Hydrogels and Polymers: Congo Red can interact with certain structural features in hydrogels and polymers. While it may not be specific to all types of polymers, it can be used to assess the structural characteristics of some materials.
When Congo Red binds to these materials, it exhibits a characteristic green birefringence under polarized light. This property is often used as a diagnostic feature for the presence of amyloid deposits.

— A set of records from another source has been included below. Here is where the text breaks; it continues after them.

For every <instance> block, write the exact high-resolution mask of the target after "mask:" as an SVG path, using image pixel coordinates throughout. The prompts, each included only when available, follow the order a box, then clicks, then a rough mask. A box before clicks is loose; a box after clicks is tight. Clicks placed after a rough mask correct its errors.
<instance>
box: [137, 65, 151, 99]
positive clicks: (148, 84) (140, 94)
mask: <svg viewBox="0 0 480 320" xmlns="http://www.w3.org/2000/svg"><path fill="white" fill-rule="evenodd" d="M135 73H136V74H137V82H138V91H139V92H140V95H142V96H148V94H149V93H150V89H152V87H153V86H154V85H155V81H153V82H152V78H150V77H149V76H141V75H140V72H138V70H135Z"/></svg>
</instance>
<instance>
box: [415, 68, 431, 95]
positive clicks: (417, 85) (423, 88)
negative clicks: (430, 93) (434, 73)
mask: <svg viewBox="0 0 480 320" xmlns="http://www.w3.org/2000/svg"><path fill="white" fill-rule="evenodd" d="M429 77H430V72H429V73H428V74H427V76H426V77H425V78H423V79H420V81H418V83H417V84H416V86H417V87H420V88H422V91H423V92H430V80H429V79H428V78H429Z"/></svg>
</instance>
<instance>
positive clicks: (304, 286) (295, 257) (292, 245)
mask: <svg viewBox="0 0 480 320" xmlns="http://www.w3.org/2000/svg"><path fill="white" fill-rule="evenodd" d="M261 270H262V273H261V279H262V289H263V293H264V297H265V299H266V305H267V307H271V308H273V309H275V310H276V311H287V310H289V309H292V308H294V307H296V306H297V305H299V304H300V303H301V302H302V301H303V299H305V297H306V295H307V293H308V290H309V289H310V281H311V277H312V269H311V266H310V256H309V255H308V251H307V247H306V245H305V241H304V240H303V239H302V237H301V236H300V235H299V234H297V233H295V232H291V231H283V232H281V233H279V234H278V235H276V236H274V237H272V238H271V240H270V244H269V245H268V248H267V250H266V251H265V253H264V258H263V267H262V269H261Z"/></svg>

Lugol's iodine solution is a staining reagent that is commonly used in microbiology, histology, and various other biological and laboratory applications. The primary use of Lugol's iodine is in the Gram staining procedure, a widely employed method for classifying bacteria based on their cell wall characteristics. Here are some common uses of Lugol's iodine in staining:
Gram Staining: Lugol's iodine is an important component of the Gram staining process. In Gram staining, bacterial cells are first treated with crystal violet, then Lugol's iodine is applied as a mordant. The mordant helps the crystal violet to better adhere to the bacterial cells. Following this, the cells are washed with alcohol or acetone, and a counterstain (usually safranin) is applied. This process differentiates bacteria into Gram-positive (retain crystal violet) and Gram-negative (lose crystal violet) based on the characteristics of their cell walls.
Staining for Starch: Lugol's iodine can be used to stain starch in biological specimens. It forms a complex with starch, producing a distinctive blue-black color. This staining property is often used in histology and plant biology.
Cytology: Lugol's iodine can be used to stain cellular structures in cytology, particularly in the study of cells and tissues. It may be applied in combination with other stains to enhance contrast and visibility under a microscope.
Observation of Protists: Lugol's iodine is used to fix and stain protists (single-celled eukaryotes, such as amoebas and paramecia) for microscopic observation. It helps highlight cellular structures and improves visibility.
Antiseptic Solution: Outside of staining applications, Lugol's iodine is also used as an antiseptic solution. It has been employed to treat minor wounds and cuts.
There will be alot more on this, but for now i just wanted to keep people informed of why i might be a bit slower to post lately. We want to get this right.
Thank you all for supporting, The materials and equipment are expensive. I manage all this research just on the odd donations so myself and others appreciate your help if you can. Use the Ko-FI button if you wish to support.
Thanks guys! Appreciate you all too!
Thank you so much Karl for your efforts. Frightening what has been discovered on the swabs.